You’re not vain. You just want to look as you were . That’s not asking too much. Its like loosing our identity.

I want you to look at this lady that suffered much similar like you:

quietchi.blogspot.com/2010/...

How old are you? Do you have suportive family and friends?

Shellsbutt
Shellsbutt
in reply to MTTA

Yes, it's hard when you acquire a facial difference as opposed to being born with one. You remember how you looked before. I am 47 years old and I have a husband who loves me and supports me. I am lucky. My family tell me they don't notice it and that it doesn't look bad. I think that's bs. You can't understand what it's like until it happens to you.

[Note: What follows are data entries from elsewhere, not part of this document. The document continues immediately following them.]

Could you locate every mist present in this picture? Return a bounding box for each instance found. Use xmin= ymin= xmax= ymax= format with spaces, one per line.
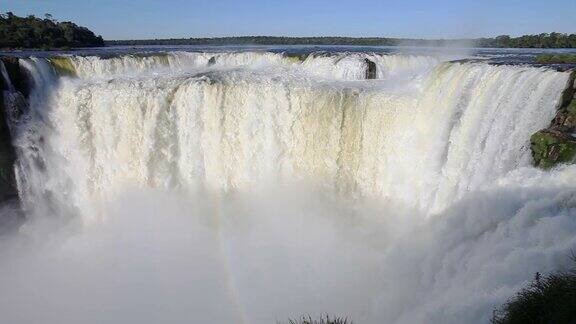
xmin=0 ymin=167 xmax=576 ymax=324
xmin=0 ymin=52 xmax=576 ymax=324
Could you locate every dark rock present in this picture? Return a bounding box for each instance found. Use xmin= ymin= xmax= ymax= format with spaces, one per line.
xmin=0 ymin=56 xmax=31 ymax=97
xmin=530 ymin=129 xmax=576 ymax=169
xmin=0 ymin=81 xmax=18 ymax=203
xmin=530 ymin=71 xmax=576 ymax=169
xmin=364 ymin=59 xmax=376 ymax=80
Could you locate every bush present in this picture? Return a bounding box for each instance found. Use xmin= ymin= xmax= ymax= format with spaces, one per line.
xmin=536 ymin=54 xmax=576 ymax=64
xmin=492 ymin=260 xmax=576 ymax=324
xmin=0 ymin=12 xmax=104 ymax=49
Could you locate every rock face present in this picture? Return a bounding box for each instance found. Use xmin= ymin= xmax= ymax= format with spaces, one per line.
xmin=0 ymin=57 xmax=29 ymax=203
xmin=364 ymin=59 xmax=376 ymax=80
xmin=0 ymin=65 xmax=18 ymax=203
xmin=530 ymin=71 xmax=576 ymax=169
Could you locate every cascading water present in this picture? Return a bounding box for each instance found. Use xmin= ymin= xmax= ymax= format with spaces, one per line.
xmin=0 ymin=52 xmax=576 ymax=323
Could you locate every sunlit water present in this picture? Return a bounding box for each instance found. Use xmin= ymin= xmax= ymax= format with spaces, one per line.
xmin=0 ymin=48 xmax=576 ymax=323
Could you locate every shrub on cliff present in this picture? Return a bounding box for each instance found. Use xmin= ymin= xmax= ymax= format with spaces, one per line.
xmin=0 ymin=12 xmax=104 ymax=49
xmin=492 ymin=260 xmax=576 ymax=324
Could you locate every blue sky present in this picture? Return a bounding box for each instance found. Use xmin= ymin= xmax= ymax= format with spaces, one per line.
xmin=0 ymin=0 xmax=576 ymax=39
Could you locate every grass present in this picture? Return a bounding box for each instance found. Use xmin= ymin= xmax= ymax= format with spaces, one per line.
xmin=288 ymin=315 xmax=353 ymax=324
xmin=536 ymin=54 xmax=576 ymax=64
xmin=492 ymin=257 xmax=576 ymax=324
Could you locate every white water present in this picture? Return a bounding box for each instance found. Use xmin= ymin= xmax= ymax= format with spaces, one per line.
xmin=0 ymin=53 xmax=576 ymax=323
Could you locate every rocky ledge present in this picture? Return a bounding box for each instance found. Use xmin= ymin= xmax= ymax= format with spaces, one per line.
xmin=530 ymin=71 xmax=576 ymax=169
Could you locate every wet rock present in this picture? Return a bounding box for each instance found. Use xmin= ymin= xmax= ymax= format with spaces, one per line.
xmin=530 ymin=129 xmax=576 ymax=169
xmin=0 ymin=78 xmax=18 ymax=203
xmin=530 ymin=71 xmax=576 ymax=169
xmin=0 ymin=56 xmax=30 ymax=97
xmin=364 ymin=59 xmax=376 ymax=80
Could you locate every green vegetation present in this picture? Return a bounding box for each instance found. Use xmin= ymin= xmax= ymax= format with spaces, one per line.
xmin=288 ymin=315 xmax=353 ymax=324
xmin=0 ymin=12 xmax=104 ymax=49
xmin=106 ymin=33 xmax=576 ymax=48
xmin=536 ymin=54 xmax=576 ymax=64
xmin=477 ymin=33 xmax=576 ymax=48
xmin=492 ymin=260 xmax=576 ymax=324
xmin=530 ymin=129 xmax=576 ymax=169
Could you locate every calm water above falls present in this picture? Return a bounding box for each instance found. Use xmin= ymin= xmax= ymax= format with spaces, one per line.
xmin=0 ymin=47 xmax=576 ymax=323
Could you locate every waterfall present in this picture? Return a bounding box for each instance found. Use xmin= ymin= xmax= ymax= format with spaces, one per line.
xmin=0 ymin=52 xmax=576 ymax=323
xmin=12 ymin=53 xmax=568 ymax=220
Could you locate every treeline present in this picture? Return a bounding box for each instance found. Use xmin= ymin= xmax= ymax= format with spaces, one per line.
xmin=477 ymin=33 xmax=576 ymax=48
xmin=106 ymin=33 xmax=576 ymax=48
xmin=0 ymin=12 xmax=104 ymax=49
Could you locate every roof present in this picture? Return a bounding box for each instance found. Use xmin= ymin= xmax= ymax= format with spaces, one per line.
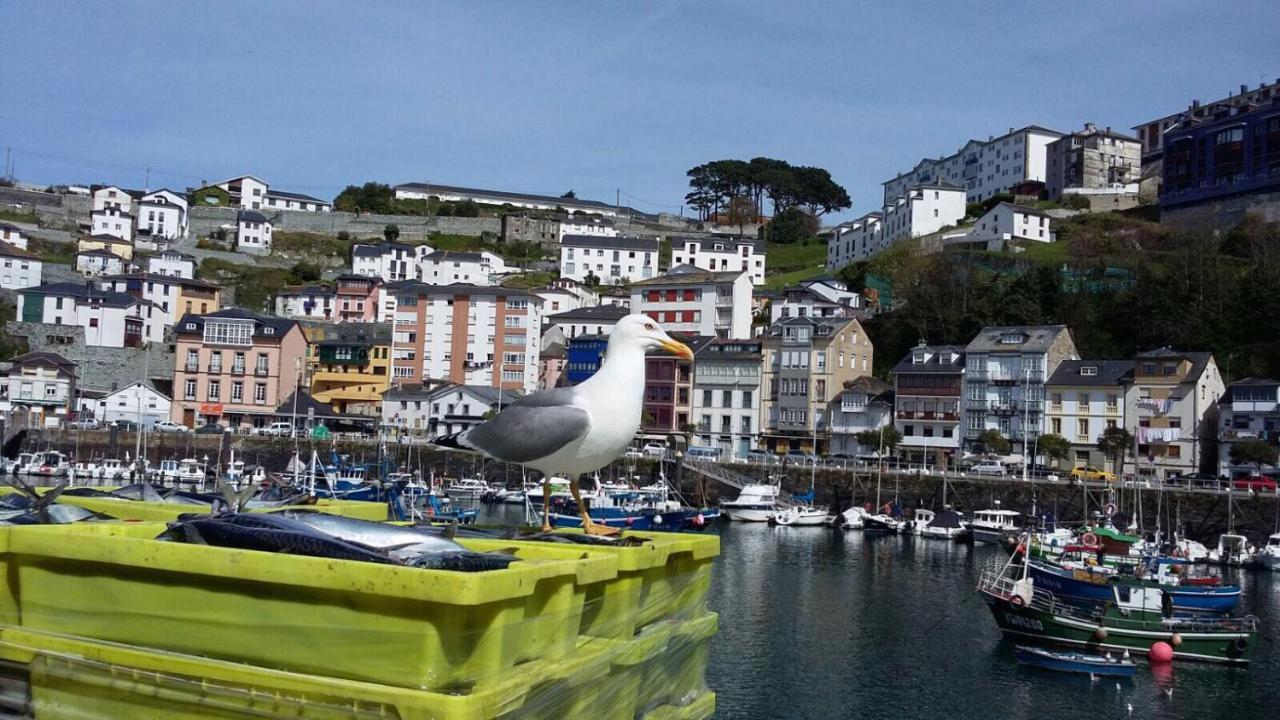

Thank you for the link, that's too funny. I came across her blog about a year and a half ago. I've even commented on some of her posts. Everybody is different as far as how a skin graft will take or how it will look years from now. Mine was tricky because it was under my eye. The skin is very thin-they took skin behind my ear. Several things happened that made it worse. An ocular plastic surgeon should have done the procedure. My skin surgeon told me I wouldn't need a graft but that's what he did and I had no choice in the matter. After care instructions were to apply aquaphor daily and massage the graft to break it down and soften it. After months of doing this, had a follow up appointment where he told me I had displaced my graft and made it raised and bumpy. I was given shots in my graft to try and flatten it to repair the damage.

I had a consult with a plastic surgeon last year who told me there was nothing to be done. So I've had to let it go and try to accept what I cannot change. Like you, I have tried the silicone scar sheets and gel. I've also used bio oil to see if the redness would fade. Only time will tell.

MTTA
MTTA
in reply to Shellsbutt

Hi Shell. I know how it seems such a bad luck to have been trough an initial trauma and get it worse by some poorly decisions. In my case was to trust my dermatologist who burned me with laser over my scars... I'm 3x worse than i initally was. In your case it was the aftercare instructions. I was too advised to massage (when i was stitched initially) but personally i think it was making it worse. I think massage should not be advised at least one month after trauma/surgery so the tissues involved can be partially healed. You must not feel guilty for it because you were only following directions. And it could be only an excuse from your doctor.

The silicone sheets maybe more appropriate to your case.

In that "Quietchiblog" i noticed that with the years go by the graft had turned smaller, merging with the periphereal skin and leveling up to some degree.

How much time are you applying silicone therapy?

I've heard bio-oil doesn't do anything to scars.

I was recommended to apply castor oil but i tought it was turning the scars even more red.

Have you considered fractional laser therapy? I should not advise anyone to get laser because i was burned by it, but the fact is that in raised tissue it seems to work well and to me it only happened because the doctor didn't set the laser well.